Grenier et Grands Travaux Soter inc., C.L.P. 150478-01B-0011, 14 janvier 2003, L. Desbois.

Le Tribunal conclut que le travailleur ne peut pas récupérer son droit à une IRR, car les conditions d’application de l’article 51 ne sont pas remplies. Aucune preuve prépondérante ne démontre que le travailleur a abandonné son emploi sur un avis motivé du médecin démontrant qu’il n’est pas raisonnablement en mesure d’occuper l’emploi convenable ou que celui-ci comporte un danger pour sa santé, sa sécurité ou son intégrité physique.

 

Métro Richelieu 2000 inc. et Tremblay, C.L.P. 239383-71-0407, 14 décembre 2005, A. Suicco.

Pour bénéficier de l'application de l'article 51, un travailleur doit produire un avis d'un médecin qui permet d'apprécier de façon raisonnable le respect des critères qui sont établis à cet article. Cet avis doit être motivé entre autres sur la base des antécédents médicaux et des limitations fonctionnelles du travailleur, de même que des tâches et des exigences physiques de l'emploi qui est remis en cause. Il ne peut s'agir d'un simple rapport des allégations d'incapacité du travailleur. En l'espèce, le rapport médical émis par le médecin indique seulement que « le travail est mal adapté pour ce patient, qu'il est trop taxant pour son problème lombaire ». D'une part, le rapport médical a été émis après que le travailleur eut cessé d'occuper son emploi et il est fondé sur de simples allégations d'incapacité du travailleur; aucune analyse de l'emploi n'est rapportée par le médecin. Il est donc impossible de comprendre les raisons pour lesquelles le médecin conclut de cette façon. Ce type de rapport ne satisfait pas les critères établis par la jurisprudence eu égard à l'interprétation de l'article 51. Cet article ne trouve donc pas application.

 

Godbout et Ministère des Transports, 2011 QCCLP 5753.

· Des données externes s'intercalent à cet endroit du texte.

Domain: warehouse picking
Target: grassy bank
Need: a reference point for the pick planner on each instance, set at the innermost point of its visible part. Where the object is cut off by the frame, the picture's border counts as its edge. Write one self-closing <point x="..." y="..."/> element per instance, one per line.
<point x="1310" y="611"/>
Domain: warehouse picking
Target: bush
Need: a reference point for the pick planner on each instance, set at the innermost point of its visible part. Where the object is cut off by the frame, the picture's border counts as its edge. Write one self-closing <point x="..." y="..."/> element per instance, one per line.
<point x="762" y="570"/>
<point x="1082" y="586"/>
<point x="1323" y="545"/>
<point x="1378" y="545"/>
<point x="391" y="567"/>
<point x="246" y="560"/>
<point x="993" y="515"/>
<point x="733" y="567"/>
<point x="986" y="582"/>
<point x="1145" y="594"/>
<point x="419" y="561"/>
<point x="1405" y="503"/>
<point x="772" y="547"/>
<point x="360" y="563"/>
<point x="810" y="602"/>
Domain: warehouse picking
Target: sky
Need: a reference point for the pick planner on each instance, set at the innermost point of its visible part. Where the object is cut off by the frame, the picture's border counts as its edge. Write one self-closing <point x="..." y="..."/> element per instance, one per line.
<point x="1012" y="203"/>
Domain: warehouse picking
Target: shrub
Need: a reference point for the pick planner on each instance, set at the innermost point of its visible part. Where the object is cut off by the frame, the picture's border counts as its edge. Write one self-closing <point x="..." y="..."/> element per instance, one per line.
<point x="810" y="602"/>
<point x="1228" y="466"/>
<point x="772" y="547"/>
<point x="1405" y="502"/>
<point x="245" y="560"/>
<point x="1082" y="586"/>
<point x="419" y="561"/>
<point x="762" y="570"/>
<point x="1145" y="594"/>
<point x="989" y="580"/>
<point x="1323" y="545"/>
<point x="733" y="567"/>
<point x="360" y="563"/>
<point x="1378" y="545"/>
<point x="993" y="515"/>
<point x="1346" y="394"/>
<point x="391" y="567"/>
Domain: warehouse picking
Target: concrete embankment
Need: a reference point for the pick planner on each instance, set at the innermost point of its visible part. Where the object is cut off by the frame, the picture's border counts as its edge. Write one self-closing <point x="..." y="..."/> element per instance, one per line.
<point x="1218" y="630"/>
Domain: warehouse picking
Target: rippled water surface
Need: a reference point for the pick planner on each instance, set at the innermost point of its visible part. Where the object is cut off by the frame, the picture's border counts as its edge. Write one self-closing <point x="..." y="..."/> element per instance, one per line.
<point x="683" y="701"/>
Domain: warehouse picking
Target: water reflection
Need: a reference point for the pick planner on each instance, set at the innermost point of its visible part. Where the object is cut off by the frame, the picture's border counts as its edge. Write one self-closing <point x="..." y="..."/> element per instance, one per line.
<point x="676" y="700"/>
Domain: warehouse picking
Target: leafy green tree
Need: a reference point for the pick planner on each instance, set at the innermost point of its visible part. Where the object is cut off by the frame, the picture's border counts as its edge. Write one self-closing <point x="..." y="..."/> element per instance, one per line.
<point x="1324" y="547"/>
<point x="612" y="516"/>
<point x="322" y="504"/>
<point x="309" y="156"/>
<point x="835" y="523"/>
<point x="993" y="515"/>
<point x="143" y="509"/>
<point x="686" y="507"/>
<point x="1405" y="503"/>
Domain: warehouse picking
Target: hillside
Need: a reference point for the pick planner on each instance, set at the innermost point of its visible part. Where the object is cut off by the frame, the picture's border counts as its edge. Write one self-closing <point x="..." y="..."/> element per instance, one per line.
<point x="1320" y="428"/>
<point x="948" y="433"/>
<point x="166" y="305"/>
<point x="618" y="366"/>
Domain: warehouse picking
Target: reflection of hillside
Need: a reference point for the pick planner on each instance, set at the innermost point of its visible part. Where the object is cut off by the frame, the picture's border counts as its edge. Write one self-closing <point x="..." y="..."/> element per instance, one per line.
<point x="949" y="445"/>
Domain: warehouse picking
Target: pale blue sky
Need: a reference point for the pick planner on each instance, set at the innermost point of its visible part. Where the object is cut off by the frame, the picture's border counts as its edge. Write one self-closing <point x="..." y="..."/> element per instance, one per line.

Le Tribunal estime que l'avis du médecin qui a charge ne satisfait pas aux exigences de l'article 51. En effet, pour justifier l'invalidité du travailleur l'avis du médecin ne repose que sur l'existence d'une limitation fonctionnelle et sur les douleurs chroniques qui affectent le travailleur. Or, cette limitation fonctionnelle était déjà connue par la CSST au moment de décider de la capacité du travailleur à exercer l'emploi convenable. Par ailleurs, cette limitation fonctionnelle n'empêche pas le travailleur d'occuper l'emploi d’autant plus que la preuve démontre que l'employeur peut s'accommoder de cette limitation fonctionnelle. Il n'a pas non plus été démontré que cet emploi contrevient aux autres limitations fonctionnelles ou qu'il comporte un danger pour la santé, la sécurité ou l'intégrité physique du travailleur. Le tribunal rappelle qu’il doit ressortir de l’avis médical que le médecin qui a charge connait les antécédents médicaux du travailleur et ses limitations fonctionnelles, qu’il sait de quel emploi il est question et qu’il connait les tâches et les exigences physiques de cet emploi.

 

Venne et Albert Dumais inc., 2012 QCCLP 7092.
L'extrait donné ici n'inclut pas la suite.